Not only have I been completely and utterly exhausted from training (which is mean that – YAY – its working,) March is a space between. From early winter through mid-spring we watch as the bounty of fruits, herbs and vegetables dwindles until, just as we think that we can’t eat another carrot, potato or onion, the blooms emerge and delicious things start springing from the ground again. This goes for the pantry too and staples are in too great a supply — humph. No colorful fruits to stain my fingers as I make pies and cobblers, muffins for breakfast and energy bars for the trail. No special herbs in bloom.

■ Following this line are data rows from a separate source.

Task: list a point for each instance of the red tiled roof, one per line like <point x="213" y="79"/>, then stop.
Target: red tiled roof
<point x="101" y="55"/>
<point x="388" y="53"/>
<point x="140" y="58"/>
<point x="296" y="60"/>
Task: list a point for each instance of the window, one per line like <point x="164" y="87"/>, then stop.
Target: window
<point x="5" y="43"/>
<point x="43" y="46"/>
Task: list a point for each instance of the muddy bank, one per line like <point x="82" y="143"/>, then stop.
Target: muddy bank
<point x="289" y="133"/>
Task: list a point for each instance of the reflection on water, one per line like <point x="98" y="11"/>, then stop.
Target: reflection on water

The pantry contains chocolates, dried herbs, fruits and nuts, and of course the necessities of baking and cooking. Inspiration, in a tired, March kitchen has been hard to find.

Until this new, lovely, amazing, long-acclaimed book arrived in the mail. I had been meaning to order it for sometime, more as an obligation than to use as a resource; Kim Boyce – once a pastry chef working underneath the renown Nancy Silverton, creates with whole grain flours and lives in my old stomping grounds of Portland, so, since I am clearly interested in the art, should own her book Good to the Grain, right?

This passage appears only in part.